- Born: North Perth, Ontario, Canada
- Occupations: Author, blogger
- Spouse: Darryl Voskamp
- Children: 7
- Writing career
- Genres: Memoir, children's literature
- Subjects: Spirituality, Christian
- Notable work: One Thousand Gifts
- Website: annvoskamp.com

= Ann Voskamp =

Canadian writer

Ann Voskamp is a Canadian author, blogger, and memoirist on themes of Christian women's spirituality, and the author of multiple books, including the New York Times bestseller, One Thousand Gifts: A Dare to Live Fully Right Where You Are, as well as The Broken Way: A Daring Path Into the Abundant Life and WayMaker: Finding the Way to the Life You’ve Always Dreamed Of.

==Biography==
Ann Voskamp was born and raised in North Perth, Ontario, in a farming community. She began her blog, titled "A Holy Experience" with a focus on the homeschooling of her children. Voskamp also used the blog to count blessings as a way to address fears, which led to interest from a literary agent. In 2011, her blog was listed as #85 in the Babble.com list of Top 100 Mom Blogs.

In 2010, her memoir One Thousand Gifts: A Dare to Live Fully Right Where You Are was published by Zondervan. It was listed on the New York Times Best Seller list for 60 weeks. It also appeared on Christian bestseller lists, and Voskamp appeared on The Today Show after the book was featured by Kathie Lee Gifford. One Thousand Gifts also received an award of merit in the 2012 Christianity Today Book Awards. On Twitter, a conversation based on the book happened under the hashtag #1000gifts, and was described by The New York Times as "readers share their own moments, like 'seeing the beauty in the mess' and 'sitting down at the table to eat dinner as a family.'"

Selections from One Thousand Gifts was published as a gift book edition in 2012. Her memoir continued in The Broken Way (2016), and Waymaker (2022). In 2022, she announced a children's book, titled Your Brave Song, would be released in early 2023.

Voskamp has also been a supporter of refugee rights, and protested United States refugee policies outside of the 2017 National Prayer Breakfast by holding a sign stating "We Welcome Refugees" and praying, before attending the National Prayer Breakfast as an invited guest. She is a co-founder of the We Welcome Refugees organization, has travelled to Iraq to meet with refugee Yazidi women, and has sponsored refugees from Syria and Africa through the Canadian PSR Programme. She has also worked with Compassion International and other advocacy groups.

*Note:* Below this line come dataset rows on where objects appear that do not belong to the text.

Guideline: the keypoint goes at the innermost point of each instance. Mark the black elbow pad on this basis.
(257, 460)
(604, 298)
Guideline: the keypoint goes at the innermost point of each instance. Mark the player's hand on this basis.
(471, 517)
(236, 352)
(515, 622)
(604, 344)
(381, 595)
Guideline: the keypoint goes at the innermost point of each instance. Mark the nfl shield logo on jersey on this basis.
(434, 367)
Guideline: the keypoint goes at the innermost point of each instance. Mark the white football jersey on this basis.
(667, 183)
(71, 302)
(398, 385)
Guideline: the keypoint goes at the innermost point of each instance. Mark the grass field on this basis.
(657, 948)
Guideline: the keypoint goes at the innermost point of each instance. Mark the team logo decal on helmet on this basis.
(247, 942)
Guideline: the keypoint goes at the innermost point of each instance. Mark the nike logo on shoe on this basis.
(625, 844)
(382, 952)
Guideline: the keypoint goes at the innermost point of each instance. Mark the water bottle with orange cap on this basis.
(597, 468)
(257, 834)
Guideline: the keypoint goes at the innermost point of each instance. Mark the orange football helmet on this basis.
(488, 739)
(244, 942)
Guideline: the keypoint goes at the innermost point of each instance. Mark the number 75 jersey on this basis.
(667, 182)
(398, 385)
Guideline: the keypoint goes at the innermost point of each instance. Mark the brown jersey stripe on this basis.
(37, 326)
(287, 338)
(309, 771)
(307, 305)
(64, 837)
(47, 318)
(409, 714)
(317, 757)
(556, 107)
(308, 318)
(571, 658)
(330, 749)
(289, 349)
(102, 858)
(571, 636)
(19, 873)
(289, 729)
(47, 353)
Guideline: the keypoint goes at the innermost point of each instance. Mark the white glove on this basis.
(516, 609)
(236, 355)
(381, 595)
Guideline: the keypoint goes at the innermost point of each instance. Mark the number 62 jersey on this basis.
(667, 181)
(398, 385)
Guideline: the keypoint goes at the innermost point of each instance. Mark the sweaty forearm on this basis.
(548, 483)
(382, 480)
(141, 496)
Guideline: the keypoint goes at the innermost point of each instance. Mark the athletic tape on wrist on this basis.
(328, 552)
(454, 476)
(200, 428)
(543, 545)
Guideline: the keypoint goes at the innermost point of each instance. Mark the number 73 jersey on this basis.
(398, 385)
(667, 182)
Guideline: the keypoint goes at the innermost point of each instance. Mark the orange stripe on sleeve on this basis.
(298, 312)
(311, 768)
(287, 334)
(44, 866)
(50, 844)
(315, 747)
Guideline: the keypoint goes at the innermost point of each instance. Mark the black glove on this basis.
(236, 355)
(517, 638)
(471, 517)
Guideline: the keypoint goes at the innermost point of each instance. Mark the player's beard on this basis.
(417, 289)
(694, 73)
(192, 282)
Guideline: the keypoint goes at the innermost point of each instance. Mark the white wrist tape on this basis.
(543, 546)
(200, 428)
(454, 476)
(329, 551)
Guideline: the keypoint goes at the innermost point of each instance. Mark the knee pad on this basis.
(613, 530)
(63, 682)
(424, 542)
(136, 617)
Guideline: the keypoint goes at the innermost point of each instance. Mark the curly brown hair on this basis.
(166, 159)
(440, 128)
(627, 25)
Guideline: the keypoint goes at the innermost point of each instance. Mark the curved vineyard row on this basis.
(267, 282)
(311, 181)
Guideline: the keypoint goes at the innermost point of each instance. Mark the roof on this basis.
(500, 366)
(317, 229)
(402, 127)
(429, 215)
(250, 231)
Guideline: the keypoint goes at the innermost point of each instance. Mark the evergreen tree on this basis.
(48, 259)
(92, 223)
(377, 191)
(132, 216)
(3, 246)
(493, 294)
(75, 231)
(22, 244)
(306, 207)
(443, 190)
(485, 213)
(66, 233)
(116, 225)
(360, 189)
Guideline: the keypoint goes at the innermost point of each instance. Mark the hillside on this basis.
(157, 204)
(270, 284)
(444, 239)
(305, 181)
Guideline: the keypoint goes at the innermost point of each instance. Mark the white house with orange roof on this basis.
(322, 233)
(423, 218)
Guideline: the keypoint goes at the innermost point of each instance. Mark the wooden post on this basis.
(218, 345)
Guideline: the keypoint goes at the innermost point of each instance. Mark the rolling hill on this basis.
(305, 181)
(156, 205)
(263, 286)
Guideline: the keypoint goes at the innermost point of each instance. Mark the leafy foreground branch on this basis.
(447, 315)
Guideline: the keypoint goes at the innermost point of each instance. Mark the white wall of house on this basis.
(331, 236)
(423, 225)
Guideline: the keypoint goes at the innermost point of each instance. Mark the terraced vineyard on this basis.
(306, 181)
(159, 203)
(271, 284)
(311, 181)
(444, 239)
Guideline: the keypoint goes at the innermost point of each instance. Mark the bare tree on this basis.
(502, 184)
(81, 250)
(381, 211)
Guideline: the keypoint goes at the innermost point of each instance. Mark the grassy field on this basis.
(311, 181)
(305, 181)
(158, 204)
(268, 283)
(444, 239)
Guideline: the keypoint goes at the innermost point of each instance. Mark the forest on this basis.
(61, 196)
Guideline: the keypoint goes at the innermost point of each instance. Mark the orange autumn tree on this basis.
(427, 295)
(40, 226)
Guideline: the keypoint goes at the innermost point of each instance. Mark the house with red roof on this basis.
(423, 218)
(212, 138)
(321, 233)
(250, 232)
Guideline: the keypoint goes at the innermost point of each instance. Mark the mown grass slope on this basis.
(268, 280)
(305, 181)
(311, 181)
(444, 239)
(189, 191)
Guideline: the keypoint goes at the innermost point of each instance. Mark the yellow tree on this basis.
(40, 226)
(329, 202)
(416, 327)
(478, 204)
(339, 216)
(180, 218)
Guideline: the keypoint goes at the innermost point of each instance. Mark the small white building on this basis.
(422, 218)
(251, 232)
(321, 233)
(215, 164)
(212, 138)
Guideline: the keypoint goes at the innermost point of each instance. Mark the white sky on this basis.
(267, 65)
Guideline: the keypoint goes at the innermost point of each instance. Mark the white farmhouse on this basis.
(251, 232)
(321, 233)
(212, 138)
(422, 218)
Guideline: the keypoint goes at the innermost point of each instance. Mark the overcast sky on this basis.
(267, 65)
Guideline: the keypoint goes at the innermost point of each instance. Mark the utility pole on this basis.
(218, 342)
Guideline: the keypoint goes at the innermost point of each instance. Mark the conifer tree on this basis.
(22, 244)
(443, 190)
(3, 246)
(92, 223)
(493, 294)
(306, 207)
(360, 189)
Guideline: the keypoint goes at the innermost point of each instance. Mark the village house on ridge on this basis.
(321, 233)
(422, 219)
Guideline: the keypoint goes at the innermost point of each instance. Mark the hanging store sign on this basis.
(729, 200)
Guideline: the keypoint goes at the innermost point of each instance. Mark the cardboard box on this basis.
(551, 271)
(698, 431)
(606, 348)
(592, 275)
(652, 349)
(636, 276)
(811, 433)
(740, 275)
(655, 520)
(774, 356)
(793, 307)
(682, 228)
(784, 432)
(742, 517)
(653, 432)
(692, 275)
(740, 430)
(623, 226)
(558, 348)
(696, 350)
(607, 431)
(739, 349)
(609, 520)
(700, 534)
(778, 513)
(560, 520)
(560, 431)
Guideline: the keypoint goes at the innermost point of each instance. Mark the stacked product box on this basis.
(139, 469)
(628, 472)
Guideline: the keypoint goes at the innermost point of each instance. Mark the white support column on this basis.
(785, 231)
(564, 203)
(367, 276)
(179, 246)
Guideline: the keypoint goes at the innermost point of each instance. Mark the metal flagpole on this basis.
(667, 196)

Voskamp has also been a contributor to The Huffington Post and WORLD Magazine. She has appeared on The 700 Club, and 100 Huntley Street.

==Selected works==
- One Thousand Gifts: A Dare to Live Fully Right Where You Are (2010), Zondervan ISBN 9780310412359
- Selections from One Thousand Gifts: Finding Joy in What Really Matters (2012), Zondervan ISBN 9780310313540
- The Greatest Gift: Unwrapping the Full Love Story of Christmas (2013), Tyndale House ISBN 978-1-4143-8708-6
- Unwrapping the Greatest Gift: A Family Celebration of Christmas (2014), Tyndale House ISBN 9781414397542
- The Broken Way: A Daring Path Into the Abundant Life (2016), Zondervan ISBN 9780310346562
- WayMaker: Finding the Way to the Life You’ve Always Dreamed Of (2022), Thomas Nelson ISBN 978-0-310-35219-8

== Personal life ==
Voskamp is married to Darryl Voskamp and they are the parents of seven children. They reside on a farm in North Perth, Ontario.